New York — Dino Babers wanted to be clear after the game: Dan Villari’s explosive play was no surprise to him or his coaching staff.
They were just waiting to give him the right chance to surprise everyone.
Syracuse football moved Villari from quarterback to tight end shortly after he transferred from Michigan following the 2021 season.
He played in seven games in 2022, but had just one catch for 22 yards and no rushing yards.
Then the Orange lost him to a lower body injury from spring camp to fall camp.
“We only got him in September, and back then we had him (Oronde Gadsden I),” Babers said after the game. “We thought he was good. I thought he was good. I had confidence that he was good. But he hadn’t done it on the field.

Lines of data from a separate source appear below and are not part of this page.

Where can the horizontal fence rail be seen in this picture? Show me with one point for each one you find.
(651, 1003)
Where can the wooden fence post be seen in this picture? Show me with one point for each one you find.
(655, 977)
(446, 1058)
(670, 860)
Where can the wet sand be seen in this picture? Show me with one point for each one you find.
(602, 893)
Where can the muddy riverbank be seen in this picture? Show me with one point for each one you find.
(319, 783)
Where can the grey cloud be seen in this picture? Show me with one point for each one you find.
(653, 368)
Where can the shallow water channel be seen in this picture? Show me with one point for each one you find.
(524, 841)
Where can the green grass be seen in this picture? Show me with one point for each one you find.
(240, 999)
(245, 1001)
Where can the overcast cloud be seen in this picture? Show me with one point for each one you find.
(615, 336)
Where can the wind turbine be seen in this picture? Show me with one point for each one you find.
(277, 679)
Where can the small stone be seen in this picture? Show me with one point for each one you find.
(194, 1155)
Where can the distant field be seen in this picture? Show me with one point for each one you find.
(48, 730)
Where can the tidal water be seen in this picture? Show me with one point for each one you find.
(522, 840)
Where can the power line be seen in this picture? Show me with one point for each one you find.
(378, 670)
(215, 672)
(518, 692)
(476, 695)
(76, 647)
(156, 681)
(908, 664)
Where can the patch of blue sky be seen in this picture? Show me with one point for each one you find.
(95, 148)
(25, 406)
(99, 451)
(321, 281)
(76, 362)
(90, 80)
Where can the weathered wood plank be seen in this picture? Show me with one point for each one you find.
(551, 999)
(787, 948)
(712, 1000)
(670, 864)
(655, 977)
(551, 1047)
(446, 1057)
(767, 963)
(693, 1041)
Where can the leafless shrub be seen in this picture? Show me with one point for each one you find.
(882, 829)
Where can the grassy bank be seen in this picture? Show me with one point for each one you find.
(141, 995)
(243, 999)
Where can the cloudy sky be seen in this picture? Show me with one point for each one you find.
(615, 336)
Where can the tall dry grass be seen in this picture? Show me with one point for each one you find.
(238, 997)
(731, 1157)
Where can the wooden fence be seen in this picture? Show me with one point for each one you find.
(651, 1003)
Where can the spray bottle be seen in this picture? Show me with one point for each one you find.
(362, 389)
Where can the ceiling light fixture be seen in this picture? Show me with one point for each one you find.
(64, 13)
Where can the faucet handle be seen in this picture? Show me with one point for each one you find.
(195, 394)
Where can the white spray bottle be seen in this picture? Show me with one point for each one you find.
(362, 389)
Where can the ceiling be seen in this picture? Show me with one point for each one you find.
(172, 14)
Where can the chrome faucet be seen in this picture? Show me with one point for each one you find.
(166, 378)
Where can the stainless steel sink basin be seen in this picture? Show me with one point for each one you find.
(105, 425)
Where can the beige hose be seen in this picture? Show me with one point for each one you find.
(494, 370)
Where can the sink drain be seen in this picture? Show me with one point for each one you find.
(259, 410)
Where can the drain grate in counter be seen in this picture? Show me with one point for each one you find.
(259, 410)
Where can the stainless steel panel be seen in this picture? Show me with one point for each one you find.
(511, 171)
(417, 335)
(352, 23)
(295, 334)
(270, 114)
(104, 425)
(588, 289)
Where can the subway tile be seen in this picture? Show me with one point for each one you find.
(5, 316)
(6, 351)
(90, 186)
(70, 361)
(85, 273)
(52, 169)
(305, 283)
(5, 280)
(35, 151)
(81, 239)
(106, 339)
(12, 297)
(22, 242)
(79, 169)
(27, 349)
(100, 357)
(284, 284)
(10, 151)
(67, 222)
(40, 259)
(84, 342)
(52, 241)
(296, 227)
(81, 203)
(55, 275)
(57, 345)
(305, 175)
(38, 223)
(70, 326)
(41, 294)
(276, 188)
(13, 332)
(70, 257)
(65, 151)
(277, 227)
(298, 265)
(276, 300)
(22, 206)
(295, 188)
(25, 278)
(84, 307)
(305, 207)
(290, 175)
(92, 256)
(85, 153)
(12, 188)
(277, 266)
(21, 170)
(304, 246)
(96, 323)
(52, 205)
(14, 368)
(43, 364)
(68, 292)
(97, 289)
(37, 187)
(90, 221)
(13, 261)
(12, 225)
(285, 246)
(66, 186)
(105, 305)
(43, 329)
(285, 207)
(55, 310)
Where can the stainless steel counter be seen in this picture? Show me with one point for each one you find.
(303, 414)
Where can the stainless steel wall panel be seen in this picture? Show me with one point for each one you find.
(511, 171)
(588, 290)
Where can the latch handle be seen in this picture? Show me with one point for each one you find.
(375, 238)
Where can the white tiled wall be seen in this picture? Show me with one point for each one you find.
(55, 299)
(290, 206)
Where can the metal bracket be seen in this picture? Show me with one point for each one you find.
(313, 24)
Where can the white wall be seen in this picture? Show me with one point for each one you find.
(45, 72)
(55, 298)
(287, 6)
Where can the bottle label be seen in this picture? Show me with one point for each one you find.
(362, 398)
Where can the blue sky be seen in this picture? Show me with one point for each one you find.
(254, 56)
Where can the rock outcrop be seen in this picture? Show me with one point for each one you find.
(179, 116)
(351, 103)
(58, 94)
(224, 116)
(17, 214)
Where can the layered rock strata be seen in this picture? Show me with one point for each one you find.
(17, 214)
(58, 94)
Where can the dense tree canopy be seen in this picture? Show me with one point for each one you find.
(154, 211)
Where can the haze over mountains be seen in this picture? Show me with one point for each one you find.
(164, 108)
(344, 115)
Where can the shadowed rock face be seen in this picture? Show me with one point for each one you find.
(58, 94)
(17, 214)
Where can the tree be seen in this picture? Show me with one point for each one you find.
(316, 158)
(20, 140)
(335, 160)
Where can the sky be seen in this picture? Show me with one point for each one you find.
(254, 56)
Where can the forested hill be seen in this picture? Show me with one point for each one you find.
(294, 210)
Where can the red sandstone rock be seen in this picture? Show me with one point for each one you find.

Villari gave this performance to solidify that he is every adjective Babers believed he was Saturday, serving as the fulcrum of a reworked Syracuse offense in its 28-13 win over Pittsburgh.
The win in the Bronx, just a few miles from Villari’s hometown of Long Island, ended a five-game losing streak and gave the Orange their first ACC win of the season.
Villari was responsible for more than 150 of SU’s 400 yards of offense, recording 154 yards on 17 carries and tacking on for another 12 yards on three carries.
Those numbers more than double everything he’s done this season. His highest yardage total the previous season was 67 yards against Clemson, almost all of which came through the air.
“There were a lot of ups and downs,” Villari said. “Like coach said, I was injured in the spring, so I didn’t really have a full offseason. I feel like I’m hitting my stride now.
Villari has been one of the most outspoken players when it comes to assessing Syracuse’s offensive woes over the past five weeks.
He blamed himself and his teammates for the lack of execution, called out the team for its lack of passion in practice, and was honest in saying he didn’t think the players gave 100 percent to every match.
Babers alluded to the fact that Villari’s heart — and that of Shrader and running back LeQuint Allen — has been a catalyst for revitalizing the offense.
“When you get these three hearts and put them together, you have one hell of a beat,” Babers said.
Villari slipped a play sheet on his wrist, reminiscent of his days as a quarterback, but kept the “tough football” mentality he’s learned since then.
He said it doesn’t take much to get back into that headspace. He took several Wildcat snaps, attempted more passes than veteran Syracuse quarterback Garrett Shrader, and called a few plays on the offensive line.
About 75 family members and friends were on hand at Yankee Stadium to watch Villari on the biggest night of his college career.
Babers said Villari asked if he could speak with the media first, eager to go celebrate the victory with his loved ones.
“It’s very satisfying … to give them a show,” Villari said. “They were always there for me in tough times when I was still a quarterback and I wasn’t playing. It was really special to do it here.